It goes on to allege an occasion when managers "completely undermined" the officers "and gave the men what they wanted".
The former officer said they were told to "go away in front of the other men" which was "degrading and embarrassing".
"One of the men even stated 'that's you told', so this reinforced the men's view that us as officers aren't of any value at Berwyn," the officer said.
"This is the lowest I have ever been in my whole life.
"A lot of staff are feeling the exact same way... but will not speak up and instead are suffering in silence," the officer said.
Mr Fairhurst said according to staff he had spoken to, HMP Berwyn "is an unsafe prison".
He said: "We all want Berwyn to be a success... but let's be honest, the fundamentals and the basics include security, control, order and discipline. If you haven't got that foundation everything else will fail.
"The culture of fear is surrounding the lack of confidence for prisoners who display threatening, violent or anti-social behaviour... that has to cease."
He added: "You have to have staff supported and prisoners buying into the idea.
"But at the moment they are struggling and it will escalate if they don't tackle that situation."

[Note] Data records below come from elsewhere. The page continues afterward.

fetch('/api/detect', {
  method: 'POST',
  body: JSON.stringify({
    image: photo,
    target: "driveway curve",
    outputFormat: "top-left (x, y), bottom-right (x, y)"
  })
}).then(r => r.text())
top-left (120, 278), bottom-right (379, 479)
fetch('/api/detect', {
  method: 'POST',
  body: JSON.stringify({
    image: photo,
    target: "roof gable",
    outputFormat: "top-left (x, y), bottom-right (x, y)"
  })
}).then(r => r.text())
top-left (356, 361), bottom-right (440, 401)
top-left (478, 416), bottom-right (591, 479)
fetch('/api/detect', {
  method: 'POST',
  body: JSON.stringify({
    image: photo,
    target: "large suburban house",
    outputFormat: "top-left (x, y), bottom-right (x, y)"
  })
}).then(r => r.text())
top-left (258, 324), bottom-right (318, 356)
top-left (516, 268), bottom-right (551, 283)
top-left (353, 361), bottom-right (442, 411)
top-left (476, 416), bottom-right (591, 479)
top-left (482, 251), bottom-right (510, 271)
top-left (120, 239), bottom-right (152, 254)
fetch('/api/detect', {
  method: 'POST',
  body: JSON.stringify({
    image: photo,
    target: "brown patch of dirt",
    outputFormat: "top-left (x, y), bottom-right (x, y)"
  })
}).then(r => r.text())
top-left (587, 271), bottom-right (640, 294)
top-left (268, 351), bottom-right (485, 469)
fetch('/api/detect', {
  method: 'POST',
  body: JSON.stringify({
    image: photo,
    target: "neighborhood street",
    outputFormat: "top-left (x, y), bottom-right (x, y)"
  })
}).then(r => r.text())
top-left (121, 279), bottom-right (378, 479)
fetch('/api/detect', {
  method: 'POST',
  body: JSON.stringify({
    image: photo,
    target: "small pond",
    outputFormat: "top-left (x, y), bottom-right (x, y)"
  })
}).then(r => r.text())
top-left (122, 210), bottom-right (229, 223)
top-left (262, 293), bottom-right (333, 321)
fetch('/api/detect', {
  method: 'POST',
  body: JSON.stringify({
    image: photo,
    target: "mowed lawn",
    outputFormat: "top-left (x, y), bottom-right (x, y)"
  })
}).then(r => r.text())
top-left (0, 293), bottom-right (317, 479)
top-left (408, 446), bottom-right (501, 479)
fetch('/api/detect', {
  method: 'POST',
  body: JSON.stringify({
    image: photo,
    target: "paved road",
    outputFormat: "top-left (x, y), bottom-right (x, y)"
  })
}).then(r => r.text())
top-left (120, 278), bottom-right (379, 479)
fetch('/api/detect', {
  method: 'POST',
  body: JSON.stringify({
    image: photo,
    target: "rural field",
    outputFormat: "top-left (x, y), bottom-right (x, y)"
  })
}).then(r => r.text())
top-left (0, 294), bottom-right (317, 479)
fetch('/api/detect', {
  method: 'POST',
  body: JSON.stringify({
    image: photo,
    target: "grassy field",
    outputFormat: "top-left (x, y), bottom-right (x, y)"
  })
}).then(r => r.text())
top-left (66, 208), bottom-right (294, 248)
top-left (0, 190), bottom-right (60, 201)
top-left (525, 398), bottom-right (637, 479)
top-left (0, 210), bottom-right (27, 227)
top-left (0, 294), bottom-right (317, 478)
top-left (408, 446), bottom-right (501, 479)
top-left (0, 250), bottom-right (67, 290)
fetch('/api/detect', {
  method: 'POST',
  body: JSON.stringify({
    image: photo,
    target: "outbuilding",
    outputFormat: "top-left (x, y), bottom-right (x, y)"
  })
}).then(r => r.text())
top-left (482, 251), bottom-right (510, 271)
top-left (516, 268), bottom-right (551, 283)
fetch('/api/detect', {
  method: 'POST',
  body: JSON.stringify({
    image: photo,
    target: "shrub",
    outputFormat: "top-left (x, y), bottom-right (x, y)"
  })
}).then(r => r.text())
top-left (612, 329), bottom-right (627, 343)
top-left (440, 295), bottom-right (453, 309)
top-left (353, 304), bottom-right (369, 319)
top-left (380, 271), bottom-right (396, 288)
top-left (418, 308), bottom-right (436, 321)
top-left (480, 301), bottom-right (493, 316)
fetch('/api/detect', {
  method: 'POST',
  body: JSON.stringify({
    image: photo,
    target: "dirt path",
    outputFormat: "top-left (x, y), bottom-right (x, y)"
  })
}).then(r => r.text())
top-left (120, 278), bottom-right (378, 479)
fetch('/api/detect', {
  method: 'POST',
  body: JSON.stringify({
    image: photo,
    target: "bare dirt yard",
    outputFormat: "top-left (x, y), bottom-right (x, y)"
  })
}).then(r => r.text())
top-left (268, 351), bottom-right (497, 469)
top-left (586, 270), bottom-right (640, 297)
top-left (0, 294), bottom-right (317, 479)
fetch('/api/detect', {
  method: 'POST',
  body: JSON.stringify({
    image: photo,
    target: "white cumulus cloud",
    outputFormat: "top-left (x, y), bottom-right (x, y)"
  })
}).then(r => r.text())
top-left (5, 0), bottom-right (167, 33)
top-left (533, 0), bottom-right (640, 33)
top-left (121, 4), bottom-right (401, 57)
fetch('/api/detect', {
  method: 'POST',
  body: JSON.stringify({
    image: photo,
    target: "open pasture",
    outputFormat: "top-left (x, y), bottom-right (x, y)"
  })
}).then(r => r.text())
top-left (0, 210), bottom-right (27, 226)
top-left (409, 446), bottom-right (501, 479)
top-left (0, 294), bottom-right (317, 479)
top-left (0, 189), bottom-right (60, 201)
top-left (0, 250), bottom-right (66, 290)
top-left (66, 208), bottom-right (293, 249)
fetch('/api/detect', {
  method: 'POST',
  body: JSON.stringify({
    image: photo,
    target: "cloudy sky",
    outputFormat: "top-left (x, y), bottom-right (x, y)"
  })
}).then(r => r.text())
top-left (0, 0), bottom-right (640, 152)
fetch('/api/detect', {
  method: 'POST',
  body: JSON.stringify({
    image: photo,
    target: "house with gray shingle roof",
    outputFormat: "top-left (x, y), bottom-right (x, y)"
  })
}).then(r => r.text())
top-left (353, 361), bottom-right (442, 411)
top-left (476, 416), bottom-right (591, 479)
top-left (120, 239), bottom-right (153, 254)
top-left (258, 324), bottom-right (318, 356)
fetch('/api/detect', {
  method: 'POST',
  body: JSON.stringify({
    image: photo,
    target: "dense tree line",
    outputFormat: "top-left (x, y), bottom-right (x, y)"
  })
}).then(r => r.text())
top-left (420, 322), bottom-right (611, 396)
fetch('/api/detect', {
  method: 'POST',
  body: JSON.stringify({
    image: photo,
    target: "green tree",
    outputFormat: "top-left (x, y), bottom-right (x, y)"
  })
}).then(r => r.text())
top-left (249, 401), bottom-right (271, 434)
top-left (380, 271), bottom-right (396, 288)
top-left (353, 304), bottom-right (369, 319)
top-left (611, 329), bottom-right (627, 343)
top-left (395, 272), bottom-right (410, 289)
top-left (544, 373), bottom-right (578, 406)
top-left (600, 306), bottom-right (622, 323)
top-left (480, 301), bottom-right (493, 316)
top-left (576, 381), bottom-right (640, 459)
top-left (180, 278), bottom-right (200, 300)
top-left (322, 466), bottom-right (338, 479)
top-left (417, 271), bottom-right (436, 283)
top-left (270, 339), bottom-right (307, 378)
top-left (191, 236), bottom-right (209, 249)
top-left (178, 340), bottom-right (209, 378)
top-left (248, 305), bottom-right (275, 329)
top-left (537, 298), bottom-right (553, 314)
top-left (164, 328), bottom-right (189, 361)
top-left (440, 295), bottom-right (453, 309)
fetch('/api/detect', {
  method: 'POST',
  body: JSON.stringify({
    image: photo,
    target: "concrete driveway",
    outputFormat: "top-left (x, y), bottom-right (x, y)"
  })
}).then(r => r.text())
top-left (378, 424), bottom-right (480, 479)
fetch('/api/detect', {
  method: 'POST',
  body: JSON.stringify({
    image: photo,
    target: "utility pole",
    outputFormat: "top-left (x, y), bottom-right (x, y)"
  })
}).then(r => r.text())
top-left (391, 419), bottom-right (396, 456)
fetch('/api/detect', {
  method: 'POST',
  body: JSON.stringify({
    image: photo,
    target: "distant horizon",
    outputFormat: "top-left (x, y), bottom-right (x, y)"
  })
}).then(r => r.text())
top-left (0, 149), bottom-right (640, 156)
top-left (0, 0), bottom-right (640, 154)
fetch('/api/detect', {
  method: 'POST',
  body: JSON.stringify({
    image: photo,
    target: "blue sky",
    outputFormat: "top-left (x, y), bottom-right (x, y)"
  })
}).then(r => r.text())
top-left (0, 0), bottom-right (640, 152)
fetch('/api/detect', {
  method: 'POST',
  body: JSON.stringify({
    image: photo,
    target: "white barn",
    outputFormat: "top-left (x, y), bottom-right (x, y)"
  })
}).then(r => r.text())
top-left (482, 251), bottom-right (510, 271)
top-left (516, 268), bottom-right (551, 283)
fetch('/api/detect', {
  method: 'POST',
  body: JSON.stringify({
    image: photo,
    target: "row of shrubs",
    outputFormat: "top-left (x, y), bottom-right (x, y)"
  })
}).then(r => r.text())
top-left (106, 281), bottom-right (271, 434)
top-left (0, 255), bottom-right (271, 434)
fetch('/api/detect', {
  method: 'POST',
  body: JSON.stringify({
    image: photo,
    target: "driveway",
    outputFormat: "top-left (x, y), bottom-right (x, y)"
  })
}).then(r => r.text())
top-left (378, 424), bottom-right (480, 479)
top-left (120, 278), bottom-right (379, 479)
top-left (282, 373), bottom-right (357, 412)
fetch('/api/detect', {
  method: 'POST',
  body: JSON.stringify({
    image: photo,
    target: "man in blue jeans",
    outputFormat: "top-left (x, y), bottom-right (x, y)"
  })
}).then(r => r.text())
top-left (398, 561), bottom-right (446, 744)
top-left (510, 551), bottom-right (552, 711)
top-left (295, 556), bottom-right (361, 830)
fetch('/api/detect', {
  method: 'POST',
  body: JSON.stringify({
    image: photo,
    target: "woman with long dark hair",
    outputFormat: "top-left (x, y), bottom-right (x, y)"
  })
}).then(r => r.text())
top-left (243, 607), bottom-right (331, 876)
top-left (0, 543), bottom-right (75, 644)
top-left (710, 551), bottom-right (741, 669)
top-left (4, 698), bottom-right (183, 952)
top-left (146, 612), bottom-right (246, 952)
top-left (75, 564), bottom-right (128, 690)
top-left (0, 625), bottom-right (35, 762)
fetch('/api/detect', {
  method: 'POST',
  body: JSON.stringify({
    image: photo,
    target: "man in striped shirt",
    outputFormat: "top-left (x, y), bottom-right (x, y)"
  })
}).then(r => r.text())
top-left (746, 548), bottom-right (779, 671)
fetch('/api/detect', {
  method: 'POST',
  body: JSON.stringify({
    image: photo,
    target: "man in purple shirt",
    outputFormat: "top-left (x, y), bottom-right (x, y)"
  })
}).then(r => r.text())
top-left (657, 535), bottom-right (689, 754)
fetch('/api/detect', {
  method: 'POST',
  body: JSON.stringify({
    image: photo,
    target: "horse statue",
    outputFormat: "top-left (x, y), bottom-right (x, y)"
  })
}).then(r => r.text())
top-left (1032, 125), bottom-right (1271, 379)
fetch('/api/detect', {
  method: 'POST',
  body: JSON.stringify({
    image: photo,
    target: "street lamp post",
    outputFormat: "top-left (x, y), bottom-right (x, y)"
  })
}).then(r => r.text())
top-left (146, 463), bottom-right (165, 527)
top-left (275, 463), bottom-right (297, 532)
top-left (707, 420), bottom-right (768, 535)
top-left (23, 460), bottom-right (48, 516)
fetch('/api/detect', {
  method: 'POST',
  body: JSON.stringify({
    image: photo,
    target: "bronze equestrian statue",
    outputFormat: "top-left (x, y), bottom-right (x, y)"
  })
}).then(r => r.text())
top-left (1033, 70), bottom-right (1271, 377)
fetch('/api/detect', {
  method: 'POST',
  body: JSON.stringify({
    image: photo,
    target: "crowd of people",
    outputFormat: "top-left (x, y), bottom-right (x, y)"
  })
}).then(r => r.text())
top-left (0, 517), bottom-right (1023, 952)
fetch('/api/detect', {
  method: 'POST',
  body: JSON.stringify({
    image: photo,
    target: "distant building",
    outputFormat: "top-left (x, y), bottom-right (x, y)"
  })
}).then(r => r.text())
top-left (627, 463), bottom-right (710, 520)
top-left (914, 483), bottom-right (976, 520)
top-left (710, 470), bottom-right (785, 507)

A prison service spokesman said HMP Berwyn was performing well but "we know more must be done to improve safety across the estate" which included the introduction of body-worn cameras, extra CCTV, and a £100m investment to recruit 2,500 extra officers across the whole service.
"The prison also meets regularly with the POA to understand the concerns of their members, and to feedback on any relevant progress made," the spokesman added.